Dönemin hafriyat başkanlığını yürüten Dr. Mustafa Süel anısına Prof. Dr. Aygül Süel’e plaket takdim eden Çorum İş Kadınları Derneği Başkanı Semrin Kaleli, "Hititler yaşadığı sürece, anıldığı sürece, yaşayacak. Bu yüzden, Şapinova kentimizin kaşifi Aygül Süel ve Mustafa Süel onun anısına bu sinemamızı adadık" sözlerini kullandı.
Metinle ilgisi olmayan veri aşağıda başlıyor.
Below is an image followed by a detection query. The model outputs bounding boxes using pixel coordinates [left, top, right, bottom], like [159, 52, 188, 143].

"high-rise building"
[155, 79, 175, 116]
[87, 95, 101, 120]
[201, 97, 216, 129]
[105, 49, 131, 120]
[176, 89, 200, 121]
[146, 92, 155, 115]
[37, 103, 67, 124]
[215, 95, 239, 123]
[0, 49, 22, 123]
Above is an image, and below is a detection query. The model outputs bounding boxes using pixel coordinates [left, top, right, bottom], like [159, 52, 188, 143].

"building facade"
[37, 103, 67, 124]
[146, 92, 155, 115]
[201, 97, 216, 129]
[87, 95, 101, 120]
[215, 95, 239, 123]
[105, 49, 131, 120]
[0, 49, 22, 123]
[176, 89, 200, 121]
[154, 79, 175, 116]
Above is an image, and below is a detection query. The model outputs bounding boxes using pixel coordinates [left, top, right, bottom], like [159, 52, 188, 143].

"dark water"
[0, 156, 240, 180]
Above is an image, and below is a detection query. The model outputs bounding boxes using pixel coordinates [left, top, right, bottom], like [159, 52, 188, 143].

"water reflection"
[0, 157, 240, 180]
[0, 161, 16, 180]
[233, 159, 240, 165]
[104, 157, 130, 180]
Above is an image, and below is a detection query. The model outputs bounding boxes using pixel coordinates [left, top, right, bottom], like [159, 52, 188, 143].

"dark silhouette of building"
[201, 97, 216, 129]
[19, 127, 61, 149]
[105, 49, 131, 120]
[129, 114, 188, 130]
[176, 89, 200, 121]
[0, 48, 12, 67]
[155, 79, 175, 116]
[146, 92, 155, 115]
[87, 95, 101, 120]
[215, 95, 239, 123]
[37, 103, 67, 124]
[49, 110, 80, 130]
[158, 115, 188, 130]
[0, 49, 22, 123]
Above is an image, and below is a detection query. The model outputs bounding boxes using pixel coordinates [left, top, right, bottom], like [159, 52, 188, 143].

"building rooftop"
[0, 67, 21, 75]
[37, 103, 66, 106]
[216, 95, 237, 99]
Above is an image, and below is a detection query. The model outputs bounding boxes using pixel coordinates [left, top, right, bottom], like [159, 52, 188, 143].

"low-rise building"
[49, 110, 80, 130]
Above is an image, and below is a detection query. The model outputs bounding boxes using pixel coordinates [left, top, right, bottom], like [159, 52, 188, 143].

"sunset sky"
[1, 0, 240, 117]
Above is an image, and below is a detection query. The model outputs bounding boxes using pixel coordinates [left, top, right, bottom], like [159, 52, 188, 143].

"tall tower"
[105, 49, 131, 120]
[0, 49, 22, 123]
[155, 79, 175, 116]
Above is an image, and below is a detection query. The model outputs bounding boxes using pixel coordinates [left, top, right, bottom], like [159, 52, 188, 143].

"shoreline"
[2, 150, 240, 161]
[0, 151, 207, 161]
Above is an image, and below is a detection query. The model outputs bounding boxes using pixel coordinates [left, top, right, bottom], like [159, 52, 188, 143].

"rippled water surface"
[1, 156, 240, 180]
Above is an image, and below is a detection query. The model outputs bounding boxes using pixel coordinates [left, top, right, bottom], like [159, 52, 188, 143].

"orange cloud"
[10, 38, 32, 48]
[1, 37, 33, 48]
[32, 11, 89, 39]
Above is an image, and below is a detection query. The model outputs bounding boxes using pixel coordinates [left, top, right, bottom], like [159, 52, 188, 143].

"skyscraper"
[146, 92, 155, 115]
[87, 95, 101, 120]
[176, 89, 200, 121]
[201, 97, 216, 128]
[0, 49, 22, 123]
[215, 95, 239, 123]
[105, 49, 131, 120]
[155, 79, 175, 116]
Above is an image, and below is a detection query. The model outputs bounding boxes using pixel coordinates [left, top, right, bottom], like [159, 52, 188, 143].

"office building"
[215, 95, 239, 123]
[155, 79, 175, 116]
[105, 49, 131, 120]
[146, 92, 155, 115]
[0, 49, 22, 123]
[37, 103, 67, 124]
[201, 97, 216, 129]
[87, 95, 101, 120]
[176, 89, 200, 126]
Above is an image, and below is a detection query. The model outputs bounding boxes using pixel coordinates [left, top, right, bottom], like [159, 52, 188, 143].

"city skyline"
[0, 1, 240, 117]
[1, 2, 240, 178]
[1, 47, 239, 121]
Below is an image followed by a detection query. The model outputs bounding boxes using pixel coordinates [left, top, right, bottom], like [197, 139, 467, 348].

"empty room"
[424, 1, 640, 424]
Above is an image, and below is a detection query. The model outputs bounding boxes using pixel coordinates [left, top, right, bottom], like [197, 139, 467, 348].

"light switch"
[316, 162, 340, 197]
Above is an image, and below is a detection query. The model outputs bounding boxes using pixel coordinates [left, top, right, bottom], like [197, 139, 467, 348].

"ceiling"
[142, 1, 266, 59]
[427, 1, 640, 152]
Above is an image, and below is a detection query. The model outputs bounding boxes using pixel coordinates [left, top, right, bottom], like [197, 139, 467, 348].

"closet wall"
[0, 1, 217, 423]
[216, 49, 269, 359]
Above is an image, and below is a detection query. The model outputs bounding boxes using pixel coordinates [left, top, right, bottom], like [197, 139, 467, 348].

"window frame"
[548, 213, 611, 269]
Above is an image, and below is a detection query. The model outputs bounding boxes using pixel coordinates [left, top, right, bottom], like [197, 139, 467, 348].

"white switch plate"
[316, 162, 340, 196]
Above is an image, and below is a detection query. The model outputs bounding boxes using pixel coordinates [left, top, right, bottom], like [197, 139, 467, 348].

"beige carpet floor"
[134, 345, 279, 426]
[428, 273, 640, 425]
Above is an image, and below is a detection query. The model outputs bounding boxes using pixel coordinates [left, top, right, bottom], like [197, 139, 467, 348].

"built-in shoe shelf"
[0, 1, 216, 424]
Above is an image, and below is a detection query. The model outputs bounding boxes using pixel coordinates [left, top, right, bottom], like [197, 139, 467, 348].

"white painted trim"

"Olağanüstü koşullarda, baht yapıtı havasız kalarak bulunmuş yapıtın bir parçası"
Dönemin hafriyat lideri Prof. Dr. Aygül Süel de emeği geçenlere teşekkür ederek, "Biz Anadolu bayanı olarak çok şanslıyız. Neolotik’ten, doğurganlığı olan bayandan başlayarak biz çok şanslıyız. Bayan her vakit destekçidir. Bu bahis için de çok teşekkür ediyorum. Bu gecenin de benim için başka bir manası var. Hafriyat meşakkatli bir iş. Bu buluntu harikulâde, bugüne gelemeyen organik bir husus. Fevkalâde kurallarda, baht yapıtı havasız kalarak bulunmuş yapıtın bir modülü. Doğal bunun için ben en başta canla başla çalışan hafriyat takımıma teşekkür etmek isterim. Mustafa hocayı ayrıyeten anmak istiyorum onun emeği çok farklıydı" dedi.
Program, hatıra fotoğrafı çekilmesi ile sona erdi.

Yorum Yaz

Gönderdiğiniz yorum moderasyon ekibi tarafından incelendikten sonra yayınlanacaktır.